Abstract:
Objective To investigate the effects of AMPKα1/Nrf2/heme oxygenase-1 (HO-1) pathway mediated by galantamine hydrobromide lycoremine (Gal) on endoplasmic reticulum stress apoptosis, myocardial apoptosis and fibrosis in rats with myocardial ischemia reperfusion (I/R).
Methods A myocardial ischemia reperfusion injury rat model was established, and the rats were randomly divided into 5 groups: Control group, I/R model group, Gal 1 mg/kg group, Gal 2 mg/kg group and Gal 4 mg/kg group. Left ventricular ejection fraction (LVEF), left ventricular end-diastolic volume (LVEDV), left ventricular end-systolic volume (LVESV), left ventricular wall thickness (LVWT), and left ventricular short-axis shortening rate (FS) were detected by doppler ultrasound. Hematoxylin eosin staining was used to detect the pathological damage of myocardial tissue. The expression of Caspase-3 was detected by immunohistochemistry. Protein expression levels of CCAAT/enhancer-binding protein homologous protein (CHOP), cleaved Caspase-12, growth arrest and DNA damageinducible protein 34 (GADD34), immunoglobulin heavy-chain-binding protein (BiP), α-smooth muscle actin (α-SMA), Collagen Ⅰ, AMPKα1, Nrf2, and HO-1 were measured by western blot, and AMPK inhibitor Compound C was added for verification.

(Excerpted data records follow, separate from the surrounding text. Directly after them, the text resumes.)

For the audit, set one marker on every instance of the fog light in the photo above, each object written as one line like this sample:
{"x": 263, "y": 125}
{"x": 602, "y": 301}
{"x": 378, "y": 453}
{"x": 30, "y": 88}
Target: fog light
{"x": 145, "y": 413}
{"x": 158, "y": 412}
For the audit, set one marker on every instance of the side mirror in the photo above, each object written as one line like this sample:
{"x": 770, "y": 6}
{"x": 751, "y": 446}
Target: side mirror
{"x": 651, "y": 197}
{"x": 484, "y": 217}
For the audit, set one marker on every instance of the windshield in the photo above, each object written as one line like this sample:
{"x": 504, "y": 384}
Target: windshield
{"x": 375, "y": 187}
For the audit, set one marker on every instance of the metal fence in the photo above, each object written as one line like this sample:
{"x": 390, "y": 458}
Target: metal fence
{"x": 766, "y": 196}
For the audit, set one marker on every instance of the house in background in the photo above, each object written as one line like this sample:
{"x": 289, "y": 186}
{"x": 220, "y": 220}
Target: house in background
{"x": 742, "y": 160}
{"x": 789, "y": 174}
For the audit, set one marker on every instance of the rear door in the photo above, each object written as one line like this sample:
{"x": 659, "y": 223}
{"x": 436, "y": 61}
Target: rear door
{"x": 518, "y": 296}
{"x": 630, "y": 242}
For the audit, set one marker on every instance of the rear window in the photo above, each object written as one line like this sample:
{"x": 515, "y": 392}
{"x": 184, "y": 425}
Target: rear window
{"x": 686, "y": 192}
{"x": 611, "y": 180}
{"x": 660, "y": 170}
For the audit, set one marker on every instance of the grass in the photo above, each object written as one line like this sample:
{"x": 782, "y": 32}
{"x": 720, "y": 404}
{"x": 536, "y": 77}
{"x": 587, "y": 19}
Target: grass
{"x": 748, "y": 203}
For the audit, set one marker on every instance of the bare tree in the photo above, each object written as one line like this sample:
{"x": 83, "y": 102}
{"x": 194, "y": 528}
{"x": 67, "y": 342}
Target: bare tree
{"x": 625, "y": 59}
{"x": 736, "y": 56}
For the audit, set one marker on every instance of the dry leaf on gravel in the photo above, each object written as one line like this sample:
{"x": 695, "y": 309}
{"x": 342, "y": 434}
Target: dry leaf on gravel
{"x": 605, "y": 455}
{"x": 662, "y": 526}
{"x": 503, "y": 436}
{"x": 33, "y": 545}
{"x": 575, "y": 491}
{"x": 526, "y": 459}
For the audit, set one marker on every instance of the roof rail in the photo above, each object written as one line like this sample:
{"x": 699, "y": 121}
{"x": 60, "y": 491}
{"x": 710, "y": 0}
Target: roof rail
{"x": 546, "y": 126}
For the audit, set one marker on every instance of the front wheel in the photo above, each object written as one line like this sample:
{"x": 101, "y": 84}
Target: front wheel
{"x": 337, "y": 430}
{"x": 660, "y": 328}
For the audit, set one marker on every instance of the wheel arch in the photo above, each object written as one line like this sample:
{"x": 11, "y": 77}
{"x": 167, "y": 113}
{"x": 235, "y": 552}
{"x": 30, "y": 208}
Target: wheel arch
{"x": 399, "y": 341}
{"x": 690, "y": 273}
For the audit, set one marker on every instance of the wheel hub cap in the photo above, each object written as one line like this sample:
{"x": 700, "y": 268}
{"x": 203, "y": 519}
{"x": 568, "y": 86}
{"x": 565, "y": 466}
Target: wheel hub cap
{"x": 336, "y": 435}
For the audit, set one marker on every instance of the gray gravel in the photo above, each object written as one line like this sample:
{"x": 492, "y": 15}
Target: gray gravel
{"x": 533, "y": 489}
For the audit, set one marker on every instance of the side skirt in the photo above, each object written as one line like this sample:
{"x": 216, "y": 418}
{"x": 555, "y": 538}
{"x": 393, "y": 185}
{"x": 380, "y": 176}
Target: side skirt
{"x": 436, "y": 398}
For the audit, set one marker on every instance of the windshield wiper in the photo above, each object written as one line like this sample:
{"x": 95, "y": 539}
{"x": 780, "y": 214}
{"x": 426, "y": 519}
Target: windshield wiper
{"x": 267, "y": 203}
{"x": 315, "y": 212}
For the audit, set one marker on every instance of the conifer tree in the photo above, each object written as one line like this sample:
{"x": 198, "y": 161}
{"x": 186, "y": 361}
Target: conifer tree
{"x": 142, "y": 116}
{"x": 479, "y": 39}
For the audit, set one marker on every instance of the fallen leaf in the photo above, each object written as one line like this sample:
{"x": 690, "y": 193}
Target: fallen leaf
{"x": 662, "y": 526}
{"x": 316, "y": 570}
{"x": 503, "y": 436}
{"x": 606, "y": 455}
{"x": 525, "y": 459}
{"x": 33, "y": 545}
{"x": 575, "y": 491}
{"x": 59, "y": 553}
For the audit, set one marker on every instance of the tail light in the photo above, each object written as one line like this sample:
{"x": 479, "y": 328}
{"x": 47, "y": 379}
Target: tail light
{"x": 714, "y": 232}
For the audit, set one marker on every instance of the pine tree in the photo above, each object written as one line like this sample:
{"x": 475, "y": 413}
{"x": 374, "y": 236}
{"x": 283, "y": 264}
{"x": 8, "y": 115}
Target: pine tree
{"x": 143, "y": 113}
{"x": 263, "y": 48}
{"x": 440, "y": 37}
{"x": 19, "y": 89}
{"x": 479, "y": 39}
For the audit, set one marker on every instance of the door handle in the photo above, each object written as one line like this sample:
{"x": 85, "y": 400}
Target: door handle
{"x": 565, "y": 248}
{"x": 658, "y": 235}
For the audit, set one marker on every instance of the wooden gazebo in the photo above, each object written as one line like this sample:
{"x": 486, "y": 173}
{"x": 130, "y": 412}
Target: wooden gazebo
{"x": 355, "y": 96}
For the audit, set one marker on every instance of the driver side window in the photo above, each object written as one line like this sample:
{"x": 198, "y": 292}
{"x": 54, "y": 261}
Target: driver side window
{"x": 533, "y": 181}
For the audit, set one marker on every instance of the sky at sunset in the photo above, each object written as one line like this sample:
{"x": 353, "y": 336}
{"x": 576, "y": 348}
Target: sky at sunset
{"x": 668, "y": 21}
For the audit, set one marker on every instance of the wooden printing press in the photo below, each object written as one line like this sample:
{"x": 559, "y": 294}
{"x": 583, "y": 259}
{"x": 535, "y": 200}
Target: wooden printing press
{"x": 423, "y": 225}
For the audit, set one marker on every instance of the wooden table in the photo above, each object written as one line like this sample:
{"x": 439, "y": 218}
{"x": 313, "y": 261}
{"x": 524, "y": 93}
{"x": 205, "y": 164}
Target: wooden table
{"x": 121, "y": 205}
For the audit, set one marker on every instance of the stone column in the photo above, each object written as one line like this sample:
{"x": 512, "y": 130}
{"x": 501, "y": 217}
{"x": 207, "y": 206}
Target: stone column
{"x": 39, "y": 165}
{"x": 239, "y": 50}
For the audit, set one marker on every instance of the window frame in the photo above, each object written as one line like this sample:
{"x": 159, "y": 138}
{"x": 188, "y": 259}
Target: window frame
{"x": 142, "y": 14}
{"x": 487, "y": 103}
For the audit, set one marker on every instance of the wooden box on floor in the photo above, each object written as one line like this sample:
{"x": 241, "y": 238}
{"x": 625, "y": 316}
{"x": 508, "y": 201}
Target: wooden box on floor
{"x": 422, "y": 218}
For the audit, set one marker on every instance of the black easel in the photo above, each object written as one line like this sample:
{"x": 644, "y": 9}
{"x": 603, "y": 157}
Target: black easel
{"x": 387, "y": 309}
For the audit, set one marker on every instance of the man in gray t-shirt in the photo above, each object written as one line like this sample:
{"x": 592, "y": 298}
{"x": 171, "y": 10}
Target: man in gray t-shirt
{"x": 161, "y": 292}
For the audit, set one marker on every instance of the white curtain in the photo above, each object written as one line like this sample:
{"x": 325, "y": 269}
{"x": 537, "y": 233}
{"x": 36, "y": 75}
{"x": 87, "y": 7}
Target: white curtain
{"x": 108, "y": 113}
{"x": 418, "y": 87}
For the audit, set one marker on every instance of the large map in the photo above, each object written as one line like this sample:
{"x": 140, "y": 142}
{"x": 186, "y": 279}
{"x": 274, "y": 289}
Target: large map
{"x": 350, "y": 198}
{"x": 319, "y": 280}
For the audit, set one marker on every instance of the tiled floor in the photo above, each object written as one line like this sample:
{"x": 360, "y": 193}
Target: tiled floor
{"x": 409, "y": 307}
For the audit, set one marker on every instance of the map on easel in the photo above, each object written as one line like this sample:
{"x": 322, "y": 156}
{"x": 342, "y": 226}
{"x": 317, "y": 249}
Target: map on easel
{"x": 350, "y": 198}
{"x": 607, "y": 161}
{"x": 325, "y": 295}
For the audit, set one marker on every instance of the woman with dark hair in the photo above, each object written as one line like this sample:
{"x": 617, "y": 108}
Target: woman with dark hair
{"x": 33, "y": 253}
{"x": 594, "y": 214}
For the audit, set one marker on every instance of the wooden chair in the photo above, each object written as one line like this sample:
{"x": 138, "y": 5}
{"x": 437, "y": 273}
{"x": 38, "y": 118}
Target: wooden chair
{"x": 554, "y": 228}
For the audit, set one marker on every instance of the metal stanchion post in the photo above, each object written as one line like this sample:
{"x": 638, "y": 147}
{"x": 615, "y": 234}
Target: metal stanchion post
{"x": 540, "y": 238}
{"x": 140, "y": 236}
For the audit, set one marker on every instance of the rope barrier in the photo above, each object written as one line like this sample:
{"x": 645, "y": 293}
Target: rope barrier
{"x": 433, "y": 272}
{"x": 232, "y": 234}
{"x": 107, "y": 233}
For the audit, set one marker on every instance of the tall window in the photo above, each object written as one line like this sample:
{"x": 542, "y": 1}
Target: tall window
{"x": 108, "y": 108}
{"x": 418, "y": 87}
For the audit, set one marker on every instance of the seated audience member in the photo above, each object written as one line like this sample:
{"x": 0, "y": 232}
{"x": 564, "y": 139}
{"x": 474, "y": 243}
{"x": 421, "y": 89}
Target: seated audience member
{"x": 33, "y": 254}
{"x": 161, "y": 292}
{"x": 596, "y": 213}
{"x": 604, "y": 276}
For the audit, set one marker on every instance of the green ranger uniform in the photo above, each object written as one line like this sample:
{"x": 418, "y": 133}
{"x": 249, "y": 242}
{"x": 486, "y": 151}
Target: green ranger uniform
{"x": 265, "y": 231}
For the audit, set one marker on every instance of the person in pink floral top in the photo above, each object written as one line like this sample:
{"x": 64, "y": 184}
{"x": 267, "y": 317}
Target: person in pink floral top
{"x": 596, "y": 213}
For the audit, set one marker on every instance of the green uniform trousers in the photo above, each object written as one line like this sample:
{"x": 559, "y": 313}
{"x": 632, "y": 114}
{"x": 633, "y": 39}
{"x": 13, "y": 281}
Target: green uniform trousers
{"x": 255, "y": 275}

Results Compared with the I/R model group, the grade of pathological damage of myocardial tissue in each group of Gal was improved, and cleaved Caspase-3 positive expression rate and Caspase-3 mRNA level were significantly reduced (P<0.05) as well. The results showed that LVWT, FS and LVEF in Gal 2 mg/kg and Gal 4 mg/kg groups were significantly increased (P<0.05), LVEDV and LVESV were significantly reduced (P<0.05) compared with I/R model group. CHOP, cleaved Caspase-12, α-SMA, Collagen Ⅰ, AMPKα1, Nrf2, HO-1 protein levels were significantly reduced (P<0.05), and GADD34 and BiP protein levels were significantly increased (P<0.05) in Gal 2 mg/kg and Gal 4 mg/kg groups.
Conclusion The regulation of AMPKα1/Nrf2/HO-1 pathway mediated by Gal on endoplasmic reticulum stress apoptosis, myocardial apoptosis and fibrosis in myocardial ischemia reperfusion rats.